一瞬にしてひなちゃんの推しはウサギに決定したのだろう。
 ひなちゃんの手足が熱くなり、頭から湯気が出始め疲れの色が見えたところで私たちはビジターセンターへバスで向かった。道中もたくさんのウサギをバスの窓から見つけては
「にゃんにゃーん。」
と呼びかけていたのは言うまでもない。
 ビジターセンターではウサギの形をしたクリームケーキや、タコせんべいなどのお土産を買った。ひなちゃんもちゃっかりウサギのぬいぐるみを抱っこし、離さなくなってしまったため、ぬいぐるみも予定外の購入となった。
 フェリー乗り場行きのバスの発射まで少し時間があったため、ビジターセンターの前のベンチでお茶を飲みつつ休むことにした。相変わらずひなちゃんは周りをきょろきょろと見回しウサギを探しているようだった。

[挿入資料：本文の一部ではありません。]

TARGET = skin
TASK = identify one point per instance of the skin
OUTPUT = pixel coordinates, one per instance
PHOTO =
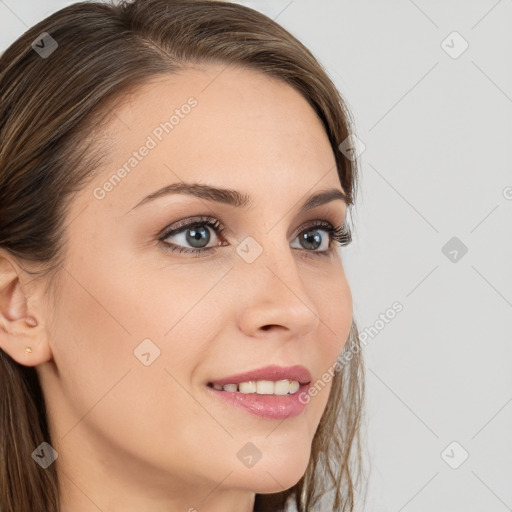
(132, 437)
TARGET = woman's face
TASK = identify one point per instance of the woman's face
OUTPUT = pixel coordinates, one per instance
(141, 329)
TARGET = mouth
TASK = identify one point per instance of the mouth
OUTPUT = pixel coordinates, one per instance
(261, 387)
(274, 401)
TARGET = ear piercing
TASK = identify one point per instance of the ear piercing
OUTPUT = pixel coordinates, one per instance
(32, 322)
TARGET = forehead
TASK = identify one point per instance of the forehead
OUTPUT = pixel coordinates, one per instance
(224, 126)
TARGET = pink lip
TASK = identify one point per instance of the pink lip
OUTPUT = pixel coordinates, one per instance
(273, 372)
(276, 407)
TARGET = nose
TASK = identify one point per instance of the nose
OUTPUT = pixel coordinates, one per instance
(275, 298)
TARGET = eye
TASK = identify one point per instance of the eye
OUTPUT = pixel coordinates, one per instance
(196, 233)
(312, 240)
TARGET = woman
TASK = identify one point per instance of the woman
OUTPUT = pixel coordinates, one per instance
(173, 302)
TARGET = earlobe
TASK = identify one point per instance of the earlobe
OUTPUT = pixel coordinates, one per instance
(21, 335)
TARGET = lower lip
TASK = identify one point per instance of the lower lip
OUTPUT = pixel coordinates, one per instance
(265, 406)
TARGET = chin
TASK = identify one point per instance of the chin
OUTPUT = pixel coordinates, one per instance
(274, 474)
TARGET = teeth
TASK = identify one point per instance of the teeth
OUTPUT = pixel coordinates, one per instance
(262, 387)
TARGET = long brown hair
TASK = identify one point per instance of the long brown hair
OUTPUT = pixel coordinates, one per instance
(51, 107)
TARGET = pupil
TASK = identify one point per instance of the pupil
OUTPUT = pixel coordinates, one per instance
(316, 239)
(197, 235)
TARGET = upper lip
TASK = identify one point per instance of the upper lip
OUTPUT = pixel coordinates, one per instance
(273, 372)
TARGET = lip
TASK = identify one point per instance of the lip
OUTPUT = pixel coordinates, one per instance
(270, 407)
(272, 372)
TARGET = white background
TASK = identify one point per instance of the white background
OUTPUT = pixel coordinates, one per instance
(437, 132)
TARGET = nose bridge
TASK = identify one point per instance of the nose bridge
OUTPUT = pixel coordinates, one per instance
(276, 294)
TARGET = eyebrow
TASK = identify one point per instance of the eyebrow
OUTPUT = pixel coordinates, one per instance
(235, 198)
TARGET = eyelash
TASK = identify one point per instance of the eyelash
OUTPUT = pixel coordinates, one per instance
(338, 236)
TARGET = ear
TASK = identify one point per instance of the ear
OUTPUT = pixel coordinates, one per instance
(22, 327)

 深呼吸をすると濃い潮の香りのする冷たい空気が入ってきた。浜辺に「とっぷん、とぷん」と寄せる瀬戸内海特有の穏やかな波の音が聞こえ眠くなってきた。真上から降ってきていた温かな日差しも気づけば、傾き横から差し込むようになっていた。
 みんなで来た時と同じ道をたどり、三原駅まで帰ってきたときには前日と同様すっかり辺りは薄暗くなっていた。

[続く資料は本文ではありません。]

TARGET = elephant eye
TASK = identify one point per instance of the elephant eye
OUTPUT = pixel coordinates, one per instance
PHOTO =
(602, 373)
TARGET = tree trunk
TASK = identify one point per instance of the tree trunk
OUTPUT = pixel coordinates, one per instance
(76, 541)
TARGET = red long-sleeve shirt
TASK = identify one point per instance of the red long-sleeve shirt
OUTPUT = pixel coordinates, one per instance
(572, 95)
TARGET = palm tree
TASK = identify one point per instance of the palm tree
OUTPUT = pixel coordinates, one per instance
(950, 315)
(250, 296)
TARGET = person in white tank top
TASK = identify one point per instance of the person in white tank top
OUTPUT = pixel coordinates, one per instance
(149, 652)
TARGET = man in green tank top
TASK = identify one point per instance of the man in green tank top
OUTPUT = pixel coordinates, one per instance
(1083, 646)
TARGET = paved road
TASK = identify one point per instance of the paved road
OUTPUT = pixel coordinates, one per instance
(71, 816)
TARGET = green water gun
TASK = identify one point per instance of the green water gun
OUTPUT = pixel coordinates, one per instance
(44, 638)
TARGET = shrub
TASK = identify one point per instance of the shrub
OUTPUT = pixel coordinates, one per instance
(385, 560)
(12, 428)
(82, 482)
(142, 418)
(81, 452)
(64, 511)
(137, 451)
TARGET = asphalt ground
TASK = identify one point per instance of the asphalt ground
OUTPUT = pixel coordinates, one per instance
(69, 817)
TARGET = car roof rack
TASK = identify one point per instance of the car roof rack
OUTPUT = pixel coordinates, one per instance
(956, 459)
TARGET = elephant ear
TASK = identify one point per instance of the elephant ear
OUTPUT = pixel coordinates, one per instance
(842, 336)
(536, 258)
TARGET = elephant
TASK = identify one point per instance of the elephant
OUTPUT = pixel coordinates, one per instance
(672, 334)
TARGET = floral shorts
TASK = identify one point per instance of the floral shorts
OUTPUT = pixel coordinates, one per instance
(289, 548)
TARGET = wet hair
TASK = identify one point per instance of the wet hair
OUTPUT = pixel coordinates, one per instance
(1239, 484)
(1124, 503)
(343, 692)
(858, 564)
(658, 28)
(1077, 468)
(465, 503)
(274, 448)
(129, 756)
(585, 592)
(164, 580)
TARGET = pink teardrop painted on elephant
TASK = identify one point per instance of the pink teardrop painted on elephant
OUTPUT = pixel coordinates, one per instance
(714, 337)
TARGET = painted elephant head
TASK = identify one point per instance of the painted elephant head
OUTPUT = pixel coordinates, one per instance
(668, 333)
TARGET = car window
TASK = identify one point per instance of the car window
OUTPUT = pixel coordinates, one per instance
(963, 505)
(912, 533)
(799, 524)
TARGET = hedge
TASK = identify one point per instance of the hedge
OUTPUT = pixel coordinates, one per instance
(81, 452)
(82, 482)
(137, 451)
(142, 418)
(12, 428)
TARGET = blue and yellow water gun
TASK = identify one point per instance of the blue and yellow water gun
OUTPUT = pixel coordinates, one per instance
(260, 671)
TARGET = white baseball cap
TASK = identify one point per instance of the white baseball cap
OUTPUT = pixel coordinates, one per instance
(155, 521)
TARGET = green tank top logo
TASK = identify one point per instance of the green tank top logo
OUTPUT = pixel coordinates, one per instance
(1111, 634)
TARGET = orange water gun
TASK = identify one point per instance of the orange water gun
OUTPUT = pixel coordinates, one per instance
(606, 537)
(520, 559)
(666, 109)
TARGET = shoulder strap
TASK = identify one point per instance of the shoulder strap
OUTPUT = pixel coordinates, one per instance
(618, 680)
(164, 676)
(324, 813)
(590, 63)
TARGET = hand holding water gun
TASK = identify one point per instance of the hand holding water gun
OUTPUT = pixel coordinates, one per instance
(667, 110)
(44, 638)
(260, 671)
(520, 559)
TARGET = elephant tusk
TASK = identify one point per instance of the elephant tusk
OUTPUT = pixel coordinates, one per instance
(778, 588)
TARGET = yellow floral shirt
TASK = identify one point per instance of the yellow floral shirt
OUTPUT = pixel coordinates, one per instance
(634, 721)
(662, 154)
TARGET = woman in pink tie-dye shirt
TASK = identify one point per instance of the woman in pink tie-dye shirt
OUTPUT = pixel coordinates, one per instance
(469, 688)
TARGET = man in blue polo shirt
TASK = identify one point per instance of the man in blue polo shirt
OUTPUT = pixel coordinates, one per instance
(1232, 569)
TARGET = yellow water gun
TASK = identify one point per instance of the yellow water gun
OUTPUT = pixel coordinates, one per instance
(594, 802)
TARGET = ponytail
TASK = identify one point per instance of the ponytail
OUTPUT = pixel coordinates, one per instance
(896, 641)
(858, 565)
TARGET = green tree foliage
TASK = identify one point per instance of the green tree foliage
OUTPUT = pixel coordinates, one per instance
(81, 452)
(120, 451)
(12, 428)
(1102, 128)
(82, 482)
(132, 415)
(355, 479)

 T先生とは三原駅で分かれ、私たちは大阪に向け出発した。
 途中お好み焼きをあきらめきれなかった私たちは福山駅で1度下車し、近くのお好み焼き屋さんでお持ち帰りのお好み焼きを手に入れた。お好み焼きにありつけるよう前もって予約の電話をし、乗り換え時間にお好み焼きをゲットするという夫の妙案が功を奏した。

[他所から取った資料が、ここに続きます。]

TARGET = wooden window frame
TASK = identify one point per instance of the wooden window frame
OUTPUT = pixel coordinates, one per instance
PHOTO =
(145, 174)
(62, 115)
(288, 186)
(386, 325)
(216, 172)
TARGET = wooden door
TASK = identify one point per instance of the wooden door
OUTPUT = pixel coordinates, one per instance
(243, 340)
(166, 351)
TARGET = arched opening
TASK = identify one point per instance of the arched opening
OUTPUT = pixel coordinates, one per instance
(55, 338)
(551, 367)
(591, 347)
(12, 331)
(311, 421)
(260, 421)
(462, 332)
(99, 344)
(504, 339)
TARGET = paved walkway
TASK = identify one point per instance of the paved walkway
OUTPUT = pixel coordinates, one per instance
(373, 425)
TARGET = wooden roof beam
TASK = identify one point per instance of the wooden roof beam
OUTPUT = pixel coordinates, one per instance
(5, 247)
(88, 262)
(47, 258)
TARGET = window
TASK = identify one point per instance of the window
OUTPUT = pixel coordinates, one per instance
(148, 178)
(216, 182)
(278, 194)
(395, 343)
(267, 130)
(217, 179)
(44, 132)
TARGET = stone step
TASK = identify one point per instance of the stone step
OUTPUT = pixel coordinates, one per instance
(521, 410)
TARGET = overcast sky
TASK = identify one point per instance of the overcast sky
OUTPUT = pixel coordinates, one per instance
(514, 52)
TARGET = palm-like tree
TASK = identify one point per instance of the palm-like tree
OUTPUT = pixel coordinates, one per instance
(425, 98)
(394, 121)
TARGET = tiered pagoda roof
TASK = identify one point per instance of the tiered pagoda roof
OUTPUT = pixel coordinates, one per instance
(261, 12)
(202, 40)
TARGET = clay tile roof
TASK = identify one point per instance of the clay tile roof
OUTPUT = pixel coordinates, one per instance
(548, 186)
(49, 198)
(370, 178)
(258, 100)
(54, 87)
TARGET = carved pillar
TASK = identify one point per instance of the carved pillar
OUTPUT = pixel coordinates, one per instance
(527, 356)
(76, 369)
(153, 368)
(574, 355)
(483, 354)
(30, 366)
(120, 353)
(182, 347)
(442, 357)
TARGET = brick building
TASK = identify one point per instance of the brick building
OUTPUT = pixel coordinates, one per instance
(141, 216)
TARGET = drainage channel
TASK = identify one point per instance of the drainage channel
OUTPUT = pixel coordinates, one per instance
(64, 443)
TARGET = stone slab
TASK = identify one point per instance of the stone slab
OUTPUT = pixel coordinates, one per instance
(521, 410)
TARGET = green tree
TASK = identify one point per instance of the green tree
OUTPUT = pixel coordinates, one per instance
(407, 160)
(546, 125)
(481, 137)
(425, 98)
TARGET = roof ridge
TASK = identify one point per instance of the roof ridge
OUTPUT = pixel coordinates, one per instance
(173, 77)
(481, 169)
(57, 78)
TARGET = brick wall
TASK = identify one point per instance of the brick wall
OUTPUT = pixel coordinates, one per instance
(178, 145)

 今回の全盲子連れ旅は、広島の人々に会い、観光名所を巡り、名物をたくさん食べる、最後まで、広島に彩られたひと時となった。
 T先生を始め、たくさんの人々に手伝ってもらえたことでこの旅行を充実したものにすることができた。
 次、もし大阪に来てくれることがあれば、こんどは私たちが全力でおもてなししたいと思っている。